In a way though being behind when we left the Canaries was not a bad thing; maybe the pressure was off, we were trailing the fleet and that was the worst that would happen. Receiving news of the MASCF hitting a rock at the start and Hugo Boss losing their keel I felt that just getting to the finish with my old boat in one piece would not be so bad. Sure my pride would be hurt but I sometimes need to reality check myself on expectations: just remember….. old boat, tiny budget, less than one year racing in class IMOCA…. Go on Pip, just give yourself one tiny break.
But as Ys and I became more comfortable sailing Superbigou so we both started to naturally push. Yes we could have stayed in our position, flying a smaller more manageable spinnaker, keeping the pressure off, not daring to believe we might be able to pull back those 157 miles we had lost. But each of us is curious, we love to push, we love to know and naturally we started to pick up the pace, adapting our style and effort. Forgoing easy nights with the pilot for hand steering one hour on one hour off, picking our way through the stars and the waves, riding the fine line between should we, just enough and too much.

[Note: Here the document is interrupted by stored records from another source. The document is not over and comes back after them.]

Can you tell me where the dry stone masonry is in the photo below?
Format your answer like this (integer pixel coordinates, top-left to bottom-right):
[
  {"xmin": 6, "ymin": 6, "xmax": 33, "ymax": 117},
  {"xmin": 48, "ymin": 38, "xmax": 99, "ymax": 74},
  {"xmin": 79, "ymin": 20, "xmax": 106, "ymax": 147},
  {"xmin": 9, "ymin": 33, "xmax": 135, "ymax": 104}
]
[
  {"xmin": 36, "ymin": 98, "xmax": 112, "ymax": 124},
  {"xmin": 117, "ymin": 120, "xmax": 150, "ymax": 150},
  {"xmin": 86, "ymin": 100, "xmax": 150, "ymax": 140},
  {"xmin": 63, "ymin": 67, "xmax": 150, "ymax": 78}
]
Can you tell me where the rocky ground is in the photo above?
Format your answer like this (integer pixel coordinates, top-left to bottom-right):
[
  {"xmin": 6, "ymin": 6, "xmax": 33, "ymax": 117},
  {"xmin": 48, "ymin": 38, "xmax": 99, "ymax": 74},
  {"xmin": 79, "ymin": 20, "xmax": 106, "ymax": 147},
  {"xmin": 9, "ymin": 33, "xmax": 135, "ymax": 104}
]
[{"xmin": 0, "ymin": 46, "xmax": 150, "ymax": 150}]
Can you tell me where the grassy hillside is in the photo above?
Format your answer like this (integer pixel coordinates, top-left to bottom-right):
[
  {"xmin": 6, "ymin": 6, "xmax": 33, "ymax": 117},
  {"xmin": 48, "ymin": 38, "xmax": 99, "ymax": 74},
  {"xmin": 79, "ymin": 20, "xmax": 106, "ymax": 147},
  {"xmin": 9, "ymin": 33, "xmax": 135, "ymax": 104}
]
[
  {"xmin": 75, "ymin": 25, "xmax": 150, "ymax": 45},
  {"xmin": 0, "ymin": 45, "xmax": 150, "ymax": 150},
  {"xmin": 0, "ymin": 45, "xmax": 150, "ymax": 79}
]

Initially we did not look at the tracker. Ys wanted to but I didn’t want our sailing style to be dictated to by others. I needed to know that we were pushing hard because we wanted to and because we believed we had learned how to do it well not because we were desperate to claw back some miles.
When I eventually acquiesced and we checked in on the rest of the fleet the gains were incredible. First we made up 40 miles, then every time we logged on the split got smaller. We powered ahead of Un Monde Sans Sida and all of a sudden from such a way behind there was Alexia and Joan; we had a race on our hands as we entered the doldrums.
The rest of the TJV was just awesome. Being so close to 4myplanet; within sight much of the time, battling for every mile, first them then us. It made the race for us. We pushed we drove we never gave up living every second of every minute.
On the final day it was anybodies race. As the sun rose 4myPlanet were ahead and we were determined to take their place. The battle raged throughout the day and eventually with our bigger spinnaker we pulled ahead managing to finish this 4350 mile course just 11 minutes ahead of the other boat and in 24th position. What a finish for us both. Ys and I sailed our socks off as did Alexia and Joan.
I was riding the high of arrival for two solid days after landing in Salvador. These last three weeks have been my sanctuary, my escapism from the hard graft of the year. I immersed myself in the race, gave myself permission not to think about the rest of my campaign.
This is what I was born to do and it is an absolute privilege and pleasure to be able to devote all of my energy into racing one of these magnificent boats.
Two days ago though I crashed back to this planet. The Vendee Globe Race is less than a year away and there is so much more to put in place to help me deliver the best imaginable campaign. From Brazil now and from my boat in the next three weeks while sailing home I need to get back on the programme, making sure everything is in place for my refit, keeping up with the search for funding, looking ahead to all that needs to be in place for a full on solo year in 2020.
I hope to set sail tonight for the UK. With an aim to be back and to lift the boat out before Christmas. We need to be safe and cautious not to break anything but I need to sail quickly to make the most of the little time that we have. SuperB just has to look after me for one more Atlantic and then she will get all the love she deserves. Emerging fighting fit and sleek in the New Year ready to take on the world once again.